Tudor Heritage Black Bay Bronze

BASEL, Switzerland — Tudor and Breitling, two of Switzerland’s best-known prestige watchmakers, have agreed to exchange movements in what points to closer links between the fiercely independent brands.

Breitling, owned by publicity-shy Theodore Schneider, has been tipped regularly as a takeover target given the steady consolidation of the Swiss watch industry in recent years. Tudor is the sister brand of watchmaking giant Rolex, whose independence is guarded by a foundation that owns the company.

Both could be moving toward a closer relationship. In the biggest surprise of this year’s Baselworld Watch and Jewellery Show, the two said they would be selling each other an unspecified number of movements — the mechanical heart of a watch — for new timepieces.

Tudor will buy Breitling’s B01 movement for modification in its new Black Bay chronograph model. The Black Bay collection marks a key part of the brand’s ambitions this year to grow its business in the U.S.

Breitling will purchase Tudor’s MT5612 movement for its Superocean Heritage II diver’s watch — an updated version of an original model that is marking its 60th anniversary this year. Both styles will go on sale in the coming months, with the Tudor costing from $4,725 and the Breitling starting at $4,075.

Cooperation makes sense at a difficult time for Swiss watchmakers, which have been challenged by a soaring franc and declining foreign demand. But such exchanges are rare outside major groups. Jaeger LeCoultre, the watchmaker owned by Compagnie Financière Richemont, the world’s second-largest luxury goods group, for example sells movements to other group brands, but not to those outside.

The exchange between Tudor and Breitling could have longer-term implications. WWD has learned that Breitling in recent months invited at least one leading watch group to conduct due diligence — a process generally conducted before a sale.

The potential buyer, which has asked to remain anonymous, said it looked at the books, but felt the due diligence might have been used as a valuation exercise by Breitling’s owners. No further talks were held, and no mention was made of the Tudor deal. “It came as a complete surprise. I only discovered it at Baselworld,” said an executive from the company concerned.

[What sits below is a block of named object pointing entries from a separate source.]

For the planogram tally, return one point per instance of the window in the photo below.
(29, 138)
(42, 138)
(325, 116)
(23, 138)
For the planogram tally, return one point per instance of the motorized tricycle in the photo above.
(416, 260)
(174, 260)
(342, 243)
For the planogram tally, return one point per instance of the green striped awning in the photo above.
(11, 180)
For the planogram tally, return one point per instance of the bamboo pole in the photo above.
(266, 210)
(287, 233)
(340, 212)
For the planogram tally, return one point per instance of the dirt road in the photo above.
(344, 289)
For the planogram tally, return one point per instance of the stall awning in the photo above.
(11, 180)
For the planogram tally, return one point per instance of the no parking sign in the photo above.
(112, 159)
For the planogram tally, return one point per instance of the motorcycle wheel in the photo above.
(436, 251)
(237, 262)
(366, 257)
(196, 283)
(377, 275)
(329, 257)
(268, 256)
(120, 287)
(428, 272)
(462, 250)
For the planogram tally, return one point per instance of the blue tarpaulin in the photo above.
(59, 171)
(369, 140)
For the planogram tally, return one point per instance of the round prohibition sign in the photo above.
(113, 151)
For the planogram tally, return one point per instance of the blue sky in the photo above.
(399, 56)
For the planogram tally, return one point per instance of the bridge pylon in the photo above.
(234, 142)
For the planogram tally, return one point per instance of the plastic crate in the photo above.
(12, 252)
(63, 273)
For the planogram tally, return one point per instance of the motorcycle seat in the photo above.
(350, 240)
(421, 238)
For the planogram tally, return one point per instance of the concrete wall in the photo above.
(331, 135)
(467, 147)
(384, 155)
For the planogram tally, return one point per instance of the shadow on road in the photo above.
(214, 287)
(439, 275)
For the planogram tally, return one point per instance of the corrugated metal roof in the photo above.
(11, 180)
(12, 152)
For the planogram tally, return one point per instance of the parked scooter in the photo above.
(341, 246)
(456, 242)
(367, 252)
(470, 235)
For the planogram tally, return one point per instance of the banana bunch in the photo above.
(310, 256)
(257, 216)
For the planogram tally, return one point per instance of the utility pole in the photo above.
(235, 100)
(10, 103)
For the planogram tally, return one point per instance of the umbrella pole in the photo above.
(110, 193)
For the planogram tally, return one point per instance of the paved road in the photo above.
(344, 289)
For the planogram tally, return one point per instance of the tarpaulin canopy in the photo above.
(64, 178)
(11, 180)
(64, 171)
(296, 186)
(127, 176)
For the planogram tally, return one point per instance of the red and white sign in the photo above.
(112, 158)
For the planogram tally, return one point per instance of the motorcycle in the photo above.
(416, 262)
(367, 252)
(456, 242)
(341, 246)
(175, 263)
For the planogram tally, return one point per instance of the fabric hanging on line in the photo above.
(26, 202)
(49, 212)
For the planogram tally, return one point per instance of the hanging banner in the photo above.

Breitling declined to comment on the claimed due diligence or the possibility of an eventual alliance with Tudor. “I only talk about the brand and its products. We don’t comment on rumors,” said Jean-Paul Girardin, Breitling’s vice president and public face.

The company, founded by Leon Breitling in 1884, was bought in 1979 by Ernest Schneider, who died two years ago. His son Theodore, aged 60, took control in the Nineties, and two third-generation family members work there.

Industry experts forecast significant savings through the movement deal, especially as it involves niche products, where manufacturers required a presence, but lacked the volumes to warrant in-house production.

Girardin, a near 25-year Breitling veteran, denied the deal is a reaction to recent tougher market circumstances and said talks had been conducted “over several years,” with time devoted to technical studies and certification requirements.

He described the agreement as “the first step in a partnership” and much more than a one-off solution. “To develop that kind of partnership is long-term,” he added.

Girardin gave no details regarding volumes or the financial implications of the movement deal, calling it “a long-term technological and industrial partnership to share our common resources.”

Tudor declined to comment, in line with standard Rolex policy. However, the company indicated at Baselworld that it expected to spring further surprises this year, probably in June or July.

The supply of watch movements has been a key issue for the Swiss industry for 15 years. Swatch Group dominates the components sector through its ETA subsidiary that supplies most of the leading brands with mechanical movements. In 2013, a court allowed Swatch to begin to decrease the supply of movements to outside brands, setting a date of 2019 for when the company would be permitted to end all sales of components to companies outside its group. Other component suppliers stepped up their production to fill the void and last year the Swiss competition commission allowed ETA to once again increase its supply to outside brands.